Üç günüm “anket” yapmakla geçti! Her maçın ardından, üç büyüklerin taraftarlarından elimin uzandıklarıyla, dar çevreli minyatür bir anket.
Sorum kısa ve tekti:
“Sizin takımda seni endişelendiren nedir ” ?
“Kim iyi, kim kötü” diye sormuyorum; “Lig denilen uzun gelecekte senin midene ağrı sokan, seni korkutan kişi, olay veya her neyse onu söyle”!

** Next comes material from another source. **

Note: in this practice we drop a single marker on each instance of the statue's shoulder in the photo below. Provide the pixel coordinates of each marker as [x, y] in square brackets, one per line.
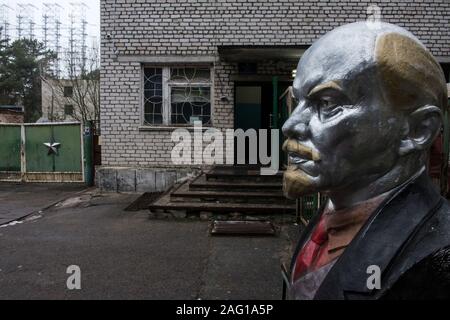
[428, 279]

Ufak bir de kurnazlık kattım mini anketime... Maç bitimiyle yöneticilere mikrofon uzatıp adrenalinin açtığı kapıdan beyinlerine sızan ve ortalığı birbirine katan meslektaşlarım gibi her maçın gecesinde “taze taze” sorguladım dostlarımı.
İlginç yanıtlar aldım.
Beşiktaşlılar, orta sahadan ve Mustafa Denizli’den korkuyor mesela...
Futbolumuzu “ötekiler”den ayıran ve “kendine has” kılan en önemli unsur, aslında yaşamın her parkurunda bizi “ötekiler”den ayırıp “kendimize has” yapan kişiliğimizden kaynaklanmaktadır.
Nedir kişiliğimizin karakteristiği?
Listenin başına “ilk ve tek” kavramını yerleştirmemiz. Nitelik, içerik hep sonra.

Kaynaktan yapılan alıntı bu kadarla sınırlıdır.